For decades, learning disabilities have been diagnosed using the "IQ-achievement discrepancy model," according to which children whose achievement scores are a standard deviation or more below their IQ scores are identified as learning disabled.

The problem with that model, says Patti Harrison, PhD, a professor of school psychology at the University of Alabama, is that the discrepancy doesn't tell you anything about what kind of intervention might help the child learn. Furthermore, the child's actual behavior in the classroom and at home is often a better indicator of a child's ability than an abstract intelligence test, so children might get educational services that are more appropriate to their needs if IQ tests were discouraged, she says.

Even staunch supporters of intelligence testing, such as Naglieri and the Kaufmans, believe that the IQ-achievement discrepancy model is flawed. But, unlike the PCESE, they don't see that as a reason for getting rid of intelligence tests altogether.

For them, the problem with the discrepancy model is that it is based on a fundamental misunderstanding of the Wechsler scores, which were never intended to be used to as a single, summed number.
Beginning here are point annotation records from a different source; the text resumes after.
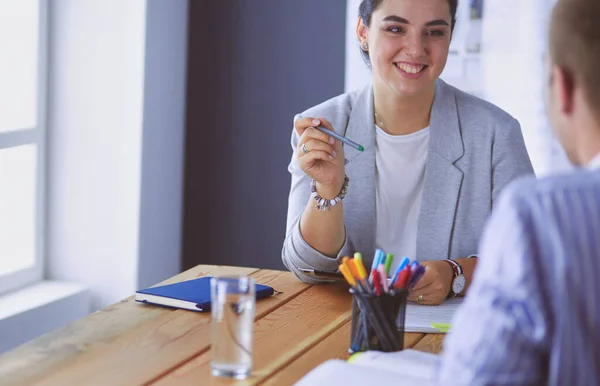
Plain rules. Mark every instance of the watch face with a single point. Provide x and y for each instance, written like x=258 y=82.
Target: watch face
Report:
x=458 y=285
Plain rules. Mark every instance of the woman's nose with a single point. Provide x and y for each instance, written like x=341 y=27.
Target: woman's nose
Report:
x=415 y=47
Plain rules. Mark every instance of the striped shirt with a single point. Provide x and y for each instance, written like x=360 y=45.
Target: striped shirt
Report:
x=532 y=314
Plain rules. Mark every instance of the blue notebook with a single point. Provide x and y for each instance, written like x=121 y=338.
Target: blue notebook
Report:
x=190 y=295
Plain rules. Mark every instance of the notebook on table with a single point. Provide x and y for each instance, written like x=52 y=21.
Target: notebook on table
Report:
x=191 y=295
x=402 y=368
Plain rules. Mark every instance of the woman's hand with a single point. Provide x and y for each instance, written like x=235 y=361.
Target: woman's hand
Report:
x=434 y=286
x=320 y=156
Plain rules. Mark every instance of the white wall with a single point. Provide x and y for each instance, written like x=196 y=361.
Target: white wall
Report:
x=115 y=143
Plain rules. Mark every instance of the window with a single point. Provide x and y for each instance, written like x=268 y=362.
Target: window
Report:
x=23 y=33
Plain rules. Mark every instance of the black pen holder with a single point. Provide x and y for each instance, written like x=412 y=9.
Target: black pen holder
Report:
x=377 y=321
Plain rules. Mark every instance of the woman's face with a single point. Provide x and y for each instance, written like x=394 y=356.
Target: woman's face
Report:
x=408 y=43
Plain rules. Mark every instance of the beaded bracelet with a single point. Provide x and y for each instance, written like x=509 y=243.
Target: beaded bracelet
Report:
x=324 y=204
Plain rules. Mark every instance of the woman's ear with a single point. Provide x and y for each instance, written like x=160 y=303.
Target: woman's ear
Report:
x=563 y=86
x=362 y=32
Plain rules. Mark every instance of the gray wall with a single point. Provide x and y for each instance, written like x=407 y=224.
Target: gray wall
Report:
x=163 y=141
x=252 y=65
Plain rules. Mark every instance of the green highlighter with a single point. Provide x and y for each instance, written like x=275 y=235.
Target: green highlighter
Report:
x=441 y=327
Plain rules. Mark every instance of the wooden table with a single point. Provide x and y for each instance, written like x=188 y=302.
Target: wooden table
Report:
x=132 y=344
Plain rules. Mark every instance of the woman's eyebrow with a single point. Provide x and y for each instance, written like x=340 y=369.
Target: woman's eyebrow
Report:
x=402 y=20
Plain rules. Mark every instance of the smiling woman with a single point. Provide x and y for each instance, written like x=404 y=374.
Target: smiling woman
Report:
x=435 y=158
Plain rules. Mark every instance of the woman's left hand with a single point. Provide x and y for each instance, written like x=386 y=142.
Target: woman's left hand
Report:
x=434 y=286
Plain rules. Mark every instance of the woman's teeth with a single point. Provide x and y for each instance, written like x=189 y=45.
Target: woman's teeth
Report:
x=409 y=68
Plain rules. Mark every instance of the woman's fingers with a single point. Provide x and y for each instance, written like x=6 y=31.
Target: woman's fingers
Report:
x=315 y=145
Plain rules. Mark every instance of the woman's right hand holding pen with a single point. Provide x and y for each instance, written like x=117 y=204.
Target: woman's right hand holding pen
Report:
x=320 y=156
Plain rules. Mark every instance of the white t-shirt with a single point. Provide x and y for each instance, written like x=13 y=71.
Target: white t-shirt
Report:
x=400 y=175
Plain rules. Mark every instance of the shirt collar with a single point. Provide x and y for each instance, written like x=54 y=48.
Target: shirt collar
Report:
x=594 y=163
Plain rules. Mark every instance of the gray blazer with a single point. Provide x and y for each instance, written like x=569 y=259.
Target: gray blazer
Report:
x=475 y=150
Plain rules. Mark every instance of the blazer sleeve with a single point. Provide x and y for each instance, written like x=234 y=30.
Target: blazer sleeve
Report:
x=296 y=252
x=509 y=157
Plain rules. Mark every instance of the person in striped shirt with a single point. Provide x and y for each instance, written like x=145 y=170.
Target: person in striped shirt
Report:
x=533 y=311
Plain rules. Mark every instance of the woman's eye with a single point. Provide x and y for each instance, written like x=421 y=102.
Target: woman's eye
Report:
x=396 y=29
x=435 y=33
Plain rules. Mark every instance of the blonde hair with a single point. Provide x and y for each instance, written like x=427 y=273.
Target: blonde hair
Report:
x=575 y=44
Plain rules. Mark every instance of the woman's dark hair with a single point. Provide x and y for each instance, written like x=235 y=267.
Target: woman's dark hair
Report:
x=367 y=7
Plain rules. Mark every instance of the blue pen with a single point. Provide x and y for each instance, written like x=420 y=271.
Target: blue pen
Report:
x=403 y=264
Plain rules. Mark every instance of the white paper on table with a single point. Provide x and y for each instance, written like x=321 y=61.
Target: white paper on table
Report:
x=419 y=317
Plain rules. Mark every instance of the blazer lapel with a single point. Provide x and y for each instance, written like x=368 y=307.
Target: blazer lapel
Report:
x=442 y=178
x=359 y=203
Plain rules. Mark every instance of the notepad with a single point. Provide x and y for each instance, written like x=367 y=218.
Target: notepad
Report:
x=407 y=367
x=430 y=319
x=191 y=295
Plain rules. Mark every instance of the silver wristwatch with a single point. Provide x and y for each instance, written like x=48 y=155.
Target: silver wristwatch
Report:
x=459 y=282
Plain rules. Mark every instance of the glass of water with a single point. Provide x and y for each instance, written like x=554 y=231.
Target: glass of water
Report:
x=232 y=304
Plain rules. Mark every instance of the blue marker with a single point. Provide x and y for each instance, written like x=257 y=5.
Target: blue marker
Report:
x=418 y=275
x=403 y=264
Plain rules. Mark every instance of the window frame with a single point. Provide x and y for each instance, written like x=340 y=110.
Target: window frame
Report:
x=36 y=135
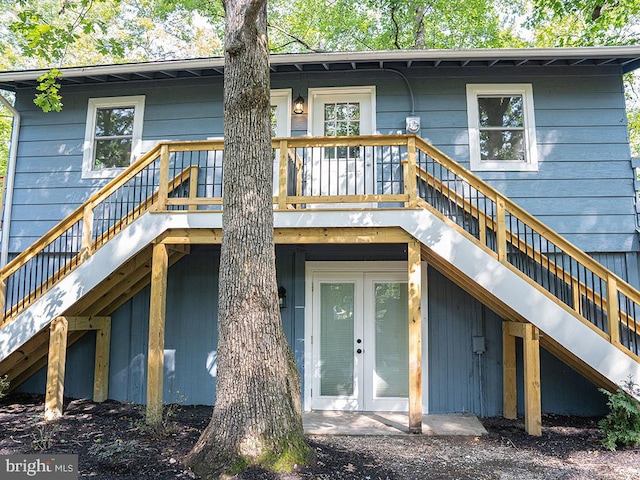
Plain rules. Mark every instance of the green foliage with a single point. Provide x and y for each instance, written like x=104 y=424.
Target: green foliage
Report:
x=6 y=122
x=44 y=436
x=585 y=22
x=4 y=386
x=49 y=98
x=621 y=426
So the criticism of the discrepancy model is correct, says Alan Kaufman, but it misses the real issue: whether or not intelligence tests, when properly administered and interpreted, can be useful.

"The movement that's trying to get rid of IQ tests is failing to understand that these tests are valid in the hands of a competent practitioner who can go beyond the numbers--or at least use the numbers to understand what makes the person tick, to integrate those test scores with the kind of child you're looking at, and to blend those behaviors with the scores to make useful recommendations," he says.

Intelligence tests help psychologists make recommendations about the kind of teaching that will benefit a child most, according to Ron Palomares, PhD, assistant executive director in the APA Practice Directorate's Office of Policy and Advocacy in the Schools. Psychologists are taught to assess patterns of performance on intelligence tests and to obtain clinical observations of the child during the testing session. That, he says, removes the focus from a single IQ score and allows for an assessment of the child as a whole, which can then be used to develop individualized teaching strategies.

Critics of intelligence testing often fail to consider that most of the alternatives are even more prone to problems of fairness and validity than the measures that are currently used, says APA President-elect Diane F. Halpern, PhD, of Claremont McKenna College.

"We will always need some way of making intelligent decisions about people," says Halpern. "We're not all the same; we have different skills and abilities. What's wrong is thinking of intelligence as a fixed, innate ability, instead of something that develops in a context."